DOCUMENTATION REFERENCES

- Managed connectors in Lakeflow Connect: https://learn.microsoft.com/en-us/azure/databricks/ingestion/lakeflow-connect/
- Monitor ingestion gateway with event logs: https://docs.databricks.com/en/ingestion/lakeflow-connect/gateway-event-logs.html
- Configure SQL Server for ingestion: https://learn.microsoft.com/en-us/azure/databricks/ingestion/lakeflow-connect/sql-server-source-setu...

Hope this helps! Let me know if you have questions about implementing the event log polling in your SDK workflow.

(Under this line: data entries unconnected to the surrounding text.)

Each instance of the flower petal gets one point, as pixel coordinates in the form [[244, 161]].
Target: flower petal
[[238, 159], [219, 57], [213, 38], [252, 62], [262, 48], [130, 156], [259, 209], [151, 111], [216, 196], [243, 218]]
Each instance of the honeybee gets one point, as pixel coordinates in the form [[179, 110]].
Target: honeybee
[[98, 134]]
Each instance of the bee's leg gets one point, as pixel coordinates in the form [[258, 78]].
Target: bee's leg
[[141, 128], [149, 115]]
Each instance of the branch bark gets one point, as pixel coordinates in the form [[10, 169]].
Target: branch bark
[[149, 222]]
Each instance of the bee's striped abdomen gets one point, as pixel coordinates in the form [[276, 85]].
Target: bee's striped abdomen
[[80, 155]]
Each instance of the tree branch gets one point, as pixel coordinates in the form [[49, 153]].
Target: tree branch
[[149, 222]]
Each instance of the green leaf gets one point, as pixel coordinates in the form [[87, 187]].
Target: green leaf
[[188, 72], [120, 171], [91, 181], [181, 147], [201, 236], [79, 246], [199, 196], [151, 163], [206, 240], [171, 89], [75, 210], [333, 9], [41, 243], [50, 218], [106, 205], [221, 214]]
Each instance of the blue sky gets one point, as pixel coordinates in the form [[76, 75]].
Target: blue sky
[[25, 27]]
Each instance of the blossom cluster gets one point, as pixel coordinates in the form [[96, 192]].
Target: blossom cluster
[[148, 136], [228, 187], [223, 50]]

* This reply used an agent system I built to research and draft this response based on the wide set of documentation I have available and previous memory. I personally review the draft for any obvious issues and for monitoring system reliability and update it when I detect any drift, but there is still a small chance that something is inaccurate, especially if you are experimenting with brand new features.

NageshPatil
New Contributor III

@SteveOstrowski  I am testing it now. I'll update back once its working as expected and along with if I make any additional code changes.

Nagesh Patil

emma_s
Databricks Employee
Databricks Employee

Hi, the recommended approach on this is to just run the pipeline multiple times on the initial load until all the data is captured. You can also monitor the snapshot completed events in the gateway completed log before triggering the ingestion, but this feels like more work than just running it until it's complete, There is a private preview that could help with this. You'd need to speak to your account team about this.